Tres días después, él ya estaba presionando.
—Tu papá es muy cerrado. No me deja ver cuentas importantes. Así no puedo ayudar.
—Dale tiempo.
—No tengo tiempo, Mariana.
La frase se le escapó.
Ella fingió preocupación.
—¿Te están presionando?
Diego se quedó callado.
—Un poco.
—Entonces quizá papá pueda prestarnos más. Pero tendría que salir de la cuenta de la empresa. Es más fácil justificarlo como adelanto para un proyecto.
Diego la miró con ambición.
—¿Crees que acepte?
—Si yo se lo pido, sí. Pero necesitarías firmar tú el movimiento. Así papá ve que estás tomando responsabilidad.
Diego dudó apenas un segundo.
La desesperación pudo más que la prudencia.
—Sí. Claro. Yo puedo hacerlo.
Mariana llamó a su padre frente a él.
—Papá, Diego necesita mover dinero para resolver un asunto urgente. ¿Podrías autorizarle una transferencia como parte del nuevo proyecto?
Don Ernesto actuó perfecto.
—Está bien. Pero que él la haga desde la cuenta corporativa y me mande el comprobante.
Diego sonrió como si acabaran de abrirle una puerta al cielo.
Esa tarde, Mariana se fue a una cafetería con Camila.
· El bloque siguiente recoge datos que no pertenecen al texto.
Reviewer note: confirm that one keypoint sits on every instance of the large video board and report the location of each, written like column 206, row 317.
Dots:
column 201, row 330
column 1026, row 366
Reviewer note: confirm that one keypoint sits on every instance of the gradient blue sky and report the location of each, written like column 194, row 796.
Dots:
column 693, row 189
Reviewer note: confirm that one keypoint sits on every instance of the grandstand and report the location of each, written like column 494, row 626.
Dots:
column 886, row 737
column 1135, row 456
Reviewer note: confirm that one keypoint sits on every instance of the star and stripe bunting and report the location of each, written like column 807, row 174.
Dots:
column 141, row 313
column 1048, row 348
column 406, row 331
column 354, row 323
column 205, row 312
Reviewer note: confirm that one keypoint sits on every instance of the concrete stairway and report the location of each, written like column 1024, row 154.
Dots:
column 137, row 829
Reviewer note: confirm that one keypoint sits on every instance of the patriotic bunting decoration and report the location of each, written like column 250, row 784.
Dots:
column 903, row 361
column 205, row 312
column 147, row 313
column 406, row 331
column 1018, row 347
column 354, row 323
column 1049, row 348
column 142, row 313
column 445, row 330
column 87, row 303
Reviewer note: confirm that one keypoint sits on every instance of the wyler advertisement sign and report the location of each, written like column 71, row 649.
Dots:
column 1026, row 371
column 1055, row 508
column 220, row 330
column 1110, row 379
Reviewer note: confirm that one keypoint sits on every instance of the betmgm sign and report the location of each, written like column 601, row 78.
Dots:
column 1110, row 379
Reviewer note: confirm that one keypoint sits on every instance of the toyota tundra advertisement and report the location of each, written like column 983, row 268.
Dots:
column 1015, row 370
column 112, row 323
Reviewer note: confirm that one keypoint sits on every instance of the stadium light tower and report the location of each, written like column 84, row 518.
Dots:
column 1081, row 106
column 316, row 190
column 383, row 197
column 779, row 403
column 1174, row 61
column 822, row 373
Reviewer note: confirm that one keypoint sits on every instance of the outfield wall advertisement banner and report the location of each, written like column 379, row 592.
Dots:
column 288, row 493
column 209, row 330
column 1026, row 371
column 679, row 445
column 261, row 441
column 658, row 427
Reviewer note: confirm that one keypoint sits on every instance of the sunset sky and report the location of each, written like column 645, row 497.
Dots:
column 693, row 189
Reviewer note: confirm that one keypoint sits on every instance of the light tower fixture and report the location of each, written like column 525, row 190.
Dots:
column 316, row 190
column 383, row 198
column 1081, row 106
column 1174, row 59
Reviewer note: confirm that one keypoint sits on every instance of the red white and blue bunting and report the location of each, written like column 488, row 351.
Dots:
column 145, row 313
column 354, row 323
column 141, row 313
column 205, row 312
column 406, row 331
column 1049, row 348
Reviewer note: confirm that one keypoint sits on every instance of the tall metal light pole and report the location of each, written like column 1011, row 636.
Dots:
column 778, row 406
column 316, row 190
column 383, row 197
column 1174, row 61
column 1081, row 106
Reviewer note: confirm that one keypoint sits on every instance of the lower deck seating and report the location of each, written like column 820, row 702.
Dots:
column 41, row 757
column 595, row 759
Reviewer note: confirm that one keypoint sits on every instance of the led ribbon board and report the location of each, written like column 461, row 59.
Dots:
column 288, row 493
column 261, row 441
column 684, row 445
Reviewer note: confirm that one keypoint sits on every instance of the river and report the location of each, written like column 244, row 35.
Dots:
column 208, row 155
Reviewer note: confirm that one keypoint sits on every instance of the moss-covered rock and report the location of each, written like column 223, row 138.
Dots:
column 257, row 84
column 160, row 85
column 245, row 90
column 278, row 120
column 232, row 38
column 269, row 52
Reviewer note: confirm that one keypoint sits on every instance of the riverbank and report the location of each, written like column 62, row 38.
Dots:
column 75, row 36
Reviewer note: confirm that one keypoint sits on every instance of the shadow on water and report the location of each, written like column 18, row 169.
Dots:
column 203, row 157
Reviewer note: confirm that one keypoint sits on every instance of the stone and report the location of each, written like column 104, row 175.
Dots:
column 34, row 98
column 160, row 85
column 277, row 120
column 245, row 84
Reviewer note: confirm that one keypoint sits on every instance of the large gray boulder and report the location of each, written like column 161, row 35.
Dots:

Esperaron en silencio, mirando el celular.
A las 5:17, llegó el mensaje de don Ernesto:
“Ya lo hizo. Transfirió 800 mil pesos a su cuenta personal. Tengo capturas, autorización, registro de IP y video de seguridad.”
Camila tomó la mano de Mariana.
—Ya está.
Pero justo entonces entró una llamada de Diego.
Mariana contestó.
—¿Dónde estás? —preguntó él, con voz rara.
—Con Camila. ¿Por?
—Tu papá acaba de entrar con dos policías. Dime que esto no fue una trampa, Mariana.
Ella no respondió.
Del otro lado se escuchó ruido, gritos, una silla arrastrándose.
—¡Mariana! ¡Contéstame!
Y la llamada se cortó justo antes de que toda la verdad saliera a la luz.